My cousin was not inviting attention, but she got it. Nihal was very sexually explicit in even her normal conversation but she was never the victim of harassment. My cousin was gentle, unassuming and rather accommodating by nature. Nihal was assertive, fearless and not accommodating by nature. Could it be that there was a vulnerability that lent itself to abuse by those so inclined, that human nature flawed as it is, can sense a weak spot and home in on it like the jugular vein. Some willingly expose their sexuality hoping for a bite, perhaps retreating in anger and recrimination when one occurs. Others by nature are predisposed to respond to the demands made on them by others, ‘be a good girl’, ‘be a gentle person’, ‘don’t hurt my feelings by saying no’, and this is picked up like a cue for attention and men rise to this more subtle bait of submission. This time because the abuse is neither consciously encouraged nor wanted, it is so much more frightening for the subject of this treatment. Then there are the Nihals, whose personality hits you like an express train long before their sexuality. One is so busy coping with the person; their sexuality is somehow a secondary issue. 

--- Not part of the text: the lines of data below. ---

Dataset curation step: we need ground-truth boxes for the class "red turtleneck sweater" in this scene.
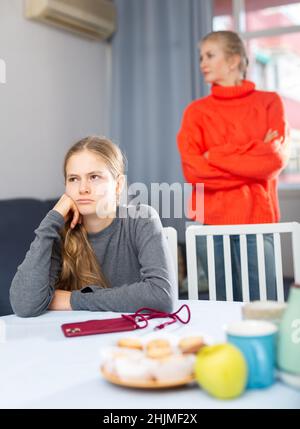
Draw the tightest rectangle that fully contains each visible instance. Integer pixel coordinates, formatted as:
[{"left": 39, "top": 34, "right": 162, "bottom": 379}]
[{"left": 178, "top": 80, "right": 287, "bottom": 225}]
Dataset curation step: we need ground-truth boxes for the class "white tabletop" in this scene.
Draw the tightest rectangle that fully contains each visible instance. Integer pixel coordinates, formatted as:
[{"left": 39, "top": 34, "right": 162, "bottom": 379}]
[{"left": 0, "top": 301, "right": 300, "bottom": 409}]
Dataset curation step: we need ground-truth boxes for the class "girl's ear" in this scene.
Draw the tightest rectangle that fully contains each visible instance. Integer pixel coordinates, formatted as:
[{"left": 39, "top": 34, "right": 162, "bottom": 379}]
[
  {"left": 116, "top": 174, "right": 126, "bottom": 195},
  {"left": 228, "top": 54, "right": 242, "bottom": 70}
]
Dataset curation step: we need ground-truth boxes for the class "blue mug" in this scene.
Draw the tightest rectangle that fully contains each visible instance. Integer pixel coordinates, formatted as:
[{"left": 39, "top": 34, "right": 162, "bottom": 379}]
[{"left": 226, "top": 320, "right": 278, "bottom": 389}]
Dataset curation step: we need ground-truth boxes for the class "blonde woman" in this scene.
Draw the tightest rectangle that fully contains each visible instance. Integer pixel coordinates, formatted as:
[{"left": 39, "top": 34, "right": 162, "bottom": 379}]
[
  {"left": 10, "top": 137, "right": 176, "bottom": 317},
  {"left": 178, "top": 31, "right": 288, "bottom": 301}
]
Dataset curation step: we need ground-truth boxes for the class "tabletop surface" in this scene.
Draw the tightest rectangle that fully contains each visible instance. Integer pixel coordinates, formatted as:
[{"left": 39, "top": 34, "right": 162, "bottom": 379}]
[{"left": 0, "top": 301, "right": 300, "bottom": 409}]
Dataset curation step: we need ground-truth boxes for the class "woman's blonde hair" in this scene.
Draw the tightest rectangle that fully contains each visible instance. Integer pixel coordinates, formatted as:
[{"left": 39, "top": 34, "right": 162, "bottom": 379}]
[
  {"left": 200, "top": 31, "right": 249, "bottom": 79},
  {"left": 56, "top": 136, "right": 125, "bottom": 291}
]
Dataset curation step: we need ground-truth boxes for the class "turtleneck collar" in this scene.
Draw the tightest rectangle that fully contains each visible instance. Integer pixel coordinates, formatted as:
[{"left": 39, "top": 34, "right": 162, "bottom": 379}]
[{"left": 211, "top": 80, "right": 255, "bottom": 99}]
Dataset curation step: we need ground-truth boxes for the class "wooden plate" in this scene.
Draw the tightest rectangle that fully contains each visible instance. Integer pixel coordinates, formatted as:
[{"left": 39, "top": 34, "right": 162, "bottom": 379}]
[{"left": 100, "top": 367, "right": 195, "bottom": 389}]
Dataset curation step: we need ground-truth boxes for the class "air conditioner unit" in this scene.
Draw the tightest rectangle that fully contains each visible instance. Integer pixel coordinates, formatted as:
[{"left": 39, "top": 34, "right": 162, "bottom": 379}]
[{"left": 25, "top": 0, "right": 116, "bottom": 40}]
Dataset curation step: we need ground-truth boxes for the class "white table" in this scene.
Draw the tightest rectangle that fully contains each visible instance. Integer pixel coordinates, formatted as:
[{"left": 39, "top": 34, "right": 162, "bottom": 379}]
[{"left": 0, "top": 301, "right": 300, "bottom": 409}]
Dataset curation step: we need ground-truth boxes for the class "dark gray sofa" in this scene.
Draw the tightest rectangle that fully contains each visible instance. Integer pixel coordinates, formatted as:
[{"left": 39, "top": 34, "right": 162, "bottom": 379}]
[{"left": 0, "top": 198, "right": 58, "bottom": 316}]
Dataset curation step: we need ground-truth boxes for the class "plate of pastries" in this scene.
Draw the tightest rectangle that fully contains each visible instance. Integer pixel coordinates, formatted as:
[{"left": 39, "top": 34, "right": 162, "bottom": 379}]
[{"left": 100, "top": 334, "right": 212, "bottom": 389}]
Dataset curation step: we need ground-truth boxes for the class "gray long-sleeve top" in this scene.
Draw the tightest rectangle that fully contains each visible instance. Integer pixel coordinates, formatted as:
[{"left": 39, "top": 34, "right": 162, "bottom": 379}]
[{"left": 10, "top": 204, "right": 177, "bottom": 317}]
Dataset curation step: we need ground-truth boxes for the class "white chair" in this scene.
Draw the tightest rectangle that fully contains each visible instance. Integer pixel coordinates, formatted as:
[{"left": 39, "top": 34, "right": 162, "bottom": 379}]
[
  {"left": 186, "top": 222, "right": 300, "bottom": 302},
  {"left": 163, "top": 226, "right": 178, "bottom": 298}
]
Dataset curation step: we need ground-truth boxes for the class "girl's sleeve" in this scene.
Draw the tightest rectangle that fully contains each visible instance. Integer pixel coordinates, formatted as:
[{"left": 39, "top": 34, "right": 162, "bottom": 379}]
[
  {"left": 177, "top": 105, "right": 250, "bottom": 191},
  {"left": 208, "top": 93, "right": 289, "bottom": 180},
  {"left": 10, "top": 210, "right": 64, "bottom": 317},
  {"left": 71, "top": 206, "right": 177, "bottom": 312}
]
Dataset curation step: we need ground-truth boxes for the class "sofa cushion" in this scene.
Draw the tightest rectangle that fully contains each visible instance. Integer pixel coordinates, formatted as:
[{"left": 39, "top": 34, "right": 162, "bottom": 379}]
[{"left": 0, "top": 198, "right": 57, "bottom": 316}]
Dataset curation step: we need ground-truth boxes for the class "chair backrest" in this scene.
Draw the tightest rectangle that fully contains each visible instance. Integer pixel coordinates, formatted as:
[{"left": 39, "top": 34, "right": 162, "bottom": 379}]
[
  {"left": 186, "top": 222, "right": 300, "bottom": 302},
  {"left": 163, "top": 226, "right": 178, "bottom": 298}
]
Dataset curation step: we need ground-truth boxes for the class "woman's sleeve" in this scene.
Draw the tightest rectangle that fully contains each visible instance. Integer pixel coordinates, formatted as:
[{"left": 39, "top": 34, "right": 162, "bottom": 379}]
[
  {"left": 208, "top": 93, "right": 289, "bottom": 180},
  {"left": 177, "top": 105, "right": 250, "bottom": 191},
  {"left": 10, "top": 210, "right": 64, "bottom": 317},
  {"left": 71, "top": 206, "right": 177, "bottom": 312}
]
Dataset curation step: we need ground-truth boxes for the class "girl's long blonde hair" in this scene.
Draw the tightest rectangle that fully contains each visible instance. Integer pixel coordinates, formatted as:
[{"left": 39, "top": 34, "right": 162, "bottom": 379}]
[
  {"left": 200, "top": 30, "right": 249, "bottom": 79},
  {"left": 56, "top": 136, "right": 125, "bottom": 291}
]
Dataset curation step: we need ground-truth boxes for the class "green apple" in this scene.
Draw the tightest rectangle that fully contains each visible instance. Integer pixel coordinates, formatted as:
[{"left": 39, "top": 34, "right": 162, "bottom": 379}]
[{"left": 195, "top": 343, "right": 248, "bottom": 399}]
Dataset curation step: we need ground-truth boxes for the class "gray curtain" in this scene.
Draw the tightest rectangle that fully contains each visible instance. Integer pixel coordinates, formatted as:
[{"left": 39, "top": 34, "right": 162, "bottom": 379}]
[{"left": 110, "top": 0, "right": 212, "bottom": 239}]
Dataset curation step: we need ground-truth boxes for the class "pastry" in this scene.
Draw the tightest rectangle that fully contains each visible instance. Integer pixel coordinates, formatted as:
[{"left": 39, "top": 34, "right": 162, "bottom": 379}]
[
  {"left": 117, "top": 338, "right": 143, "bottom": 350},
  {"left": 146, "top": 340, "right": 172, "bottom": 359},
  {"left": 178, "top": 336, "right": 204, "bottom": 353}
]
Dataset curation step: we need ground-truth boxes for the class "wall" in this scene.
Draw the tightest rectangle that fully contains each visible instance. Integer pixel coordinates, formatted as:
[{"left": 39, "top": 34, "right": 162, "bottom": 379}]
[{"left": 0, "top": 0, "right": 111, "bottom": 199}]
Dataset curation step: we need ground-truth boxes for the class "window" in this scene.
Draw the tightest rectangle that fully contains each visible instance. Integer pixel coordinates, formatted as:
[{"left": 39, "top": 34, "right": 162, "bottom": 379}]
[{"left": 213, "top": 0, "right": 300, "bottom": 179}]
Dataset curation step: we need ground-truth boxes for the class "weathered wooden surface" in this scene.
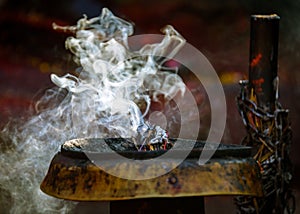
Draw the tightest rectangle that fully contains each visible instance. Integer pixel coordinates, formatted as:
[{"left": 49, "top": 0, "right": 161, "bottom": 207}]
[{"left": 41, "top": 139, "right": 262, "bottom": 201}]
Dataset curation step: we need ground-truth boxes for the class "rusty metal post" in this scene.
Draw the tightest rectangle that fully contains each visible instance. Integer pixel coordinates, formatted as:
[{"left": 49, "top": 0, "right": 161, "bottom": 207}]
[
  {"left": 249, "top": 14, "right": 280, "bottom": 111},
  {"left": 236, "top": 14, "right": 295, "bottom": 214}
]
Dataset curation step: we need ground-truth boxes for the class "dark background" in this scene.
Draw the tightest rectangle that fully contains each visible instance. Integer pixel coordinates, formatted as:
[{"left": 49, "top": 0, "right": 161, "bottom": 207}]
[{"left": 0, "top": 0, "right": 300, "bottom": 213}]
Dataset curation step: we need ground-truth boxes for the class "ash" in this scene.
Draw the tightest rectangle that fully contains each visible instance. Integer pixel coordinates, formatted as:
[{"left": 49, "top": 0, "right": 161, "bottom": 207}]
[{"left": 0, "top": 8, "right": 185, "bottom": 213}]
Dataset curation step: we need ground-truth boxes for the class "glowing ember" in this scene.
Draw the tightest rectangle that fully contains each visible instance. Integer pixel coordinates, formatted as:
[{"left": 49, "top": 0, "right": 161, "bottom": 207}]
[
  {"left": 51, "top": 9, "right": 185, "bottom": 150},
  {"left": 0, "top": 9, "right": 185, "bottom": 213}
]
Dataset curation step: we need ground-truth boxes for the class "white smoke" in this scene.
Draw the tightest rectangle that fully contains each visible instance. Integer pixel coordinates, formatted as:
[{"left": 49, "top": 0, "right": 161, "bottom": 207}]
[{"left": 0, "top": 8, "right": 185, "bottom": 213}]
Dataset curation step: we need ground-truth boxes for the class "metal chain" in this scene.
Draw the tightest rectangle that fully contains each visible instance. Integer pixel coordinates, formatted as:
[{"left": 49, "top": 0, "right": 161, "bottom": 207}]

Where does this leave me, or us? It leaves most women vulnerable to themselves and others. Our personalities are geared to be tender, compassionate, and our natures, compliant. Being brought up as the only girl in a family of boys, I learnt at a young age the satisfaction of climbing trees, walking the tops of gates, and fighting. There was no encouragement of the use of my sexuality to obtain attention. Brothers don’t normally conceive of sisters as real girls, just bloody nuisances. To win attention I had to climb higher, run faster, be braver. Tenacity of will would have to overcome what they thought of as my deficiency of being female. So the mystery has really remained a mystery to me. I have no answers as to why no one has harassed me. One friend suggested that I might have just never noticed the signals being given, due to my thick-skinned nature or sheer naiveté. This could have an element of truth, I don’t know. It is certainly a subject that is of interest to both sexes. Giving a talk on metal-semiconductor interfaces to the Business and Professional Women in Belfast, some years ago, I noted that half my audience was comatose. I devoted the rest of the talk to sexual harassment in the electronics industry. The entire audience woke up! Perhaps we have created an acquired taste for the sexual side of things? Can I recommend tree climbing, or even gate walking as a healthy alternative? For many women it can seem more productive and less painful, even when you fall off.